Actually it’s all about my brother, Robert. He was a French horn performance major in college, at Northwestern University, and I played the bassoon. And our mother made it seem like classical musicians were like rock stars, like highly regarded. And she would say things like, “You’ll be the next French horn stud!” [laughs]. The tone of the French horn is one of the most beautiful sounding tones in the orchestra – it’s so heroic and romantic and tender. So Robert was hooked, and he still is. And he went to school and said, “I’m gonna play the s— out of this thing.” The horn program at Northwestern is regarded as one of the best in the country and he was elated when he got in. But there just came a point where the reality of the world where we live in and this fantasy dream world that my mom kind of led us to believe, kind of collided. And Robert felt he couldn’t really express himself with this instrument, and with all the time and energy it took to master this archaic instrument – it takes a lifetime to really play it well.
So in the end, this is freedom. We’re gonna express ourselves the way we want to – I mean, we can be the French horn player, but we can also be the composer, the arranger, and whatever we want, and it’s just liberating.
But your sound is so far from traditional classical music. What happened?
How this translates into dance beats? I don’t know – this is just what came out. For me, I always loved dancing – when we were kids we used to just bop around, not that we’re any good.
How did you hook up with MGMT, and what was it like working with them?
Awesome. They were friends of friends, and I’ve always produced for other people or written for other people. My friend Will Griggs, whom I worked with at NYU, saw that my sensibilities were similar to MGMT, so he asked me. And at the time, it was just one of many projects, but it was pretty influential for me because what set them apart was that they didn’t put any elusive expectations on the creation process. They weren’t doing it for some kind of weird, mysterious goal, to be a pop star, for example. They were doing it because they were having fun, and that’s the same reason that I was doing it. And I’ve never met many people like that – all the people I’d met were like, “You can do this for me and I’ll be able to reach all these people and become a STAR!”
Did you have any influence on their song “Electric Feel”? Because that sounds like something you guys would do as well.
Yeah. It’s funny – we had recorded a version, and at that time it was called “Electric Eel.” And it was a great track, and we had been working on it, and then they got signed and whisked away to a different world, the major label world. But the things that we worked on influenced the final recording.
Did your sound – kind of a funky cross between Daft Punk, Hot Chip and Prince – happen naturally, or were you consciously going for it?

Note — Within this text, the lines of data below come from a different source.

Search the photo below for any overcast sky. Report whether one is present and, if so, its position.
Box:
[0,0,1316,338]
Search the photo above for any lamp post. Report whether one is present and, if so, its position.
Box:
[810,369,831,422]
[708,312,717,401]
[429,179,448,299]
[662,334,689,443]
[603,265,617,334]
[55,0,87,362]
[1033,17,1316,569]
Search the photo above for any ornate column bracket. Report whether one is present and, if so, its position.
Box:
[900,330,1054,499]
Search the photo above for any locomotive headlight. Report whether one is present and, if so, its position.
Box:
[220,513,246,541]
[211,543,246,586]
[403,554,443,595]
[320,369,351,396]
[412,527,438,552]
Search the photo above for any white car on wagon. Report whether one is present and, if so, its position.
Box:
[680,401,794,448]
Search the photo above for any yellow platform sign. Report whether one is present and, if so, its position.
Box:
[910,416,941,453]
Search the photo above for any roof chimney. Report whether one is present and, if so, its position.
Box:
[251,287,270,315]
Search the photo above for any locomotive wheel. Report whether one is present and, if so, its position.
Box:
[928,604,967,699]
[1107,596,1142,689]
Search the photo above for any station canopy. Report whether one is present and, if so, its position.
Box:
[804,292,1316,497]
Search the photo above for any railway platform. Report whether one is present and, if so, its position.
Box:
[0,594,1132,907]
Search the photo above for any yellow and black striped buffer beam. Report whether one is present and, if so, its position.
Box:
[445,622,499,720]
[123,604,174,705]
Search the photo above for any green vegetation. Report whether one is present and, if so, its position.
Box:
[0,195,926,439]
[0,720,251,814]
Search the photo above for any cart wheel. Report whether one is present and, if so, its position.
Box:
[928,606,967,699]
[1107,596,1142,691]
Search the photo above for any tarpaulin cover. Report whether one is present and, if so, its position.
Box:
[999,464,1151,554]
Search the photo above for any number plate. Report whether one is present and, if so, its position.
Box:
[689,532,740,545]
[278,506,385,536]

For me, the only way I can think about it logically is that we’re constantly taking in experiences every day, and sometimes one experience can affect you and it comes out in a very different way. And so, that must be where some of those influences come from, but I couldn’t pinpoint specifically to you. But it’s easier to see it from the outside, and I can definitely say Prince for sure, with a lot of his vocal utterances. But it depends on the song, too – some things feel better than other things, and we just roll with it.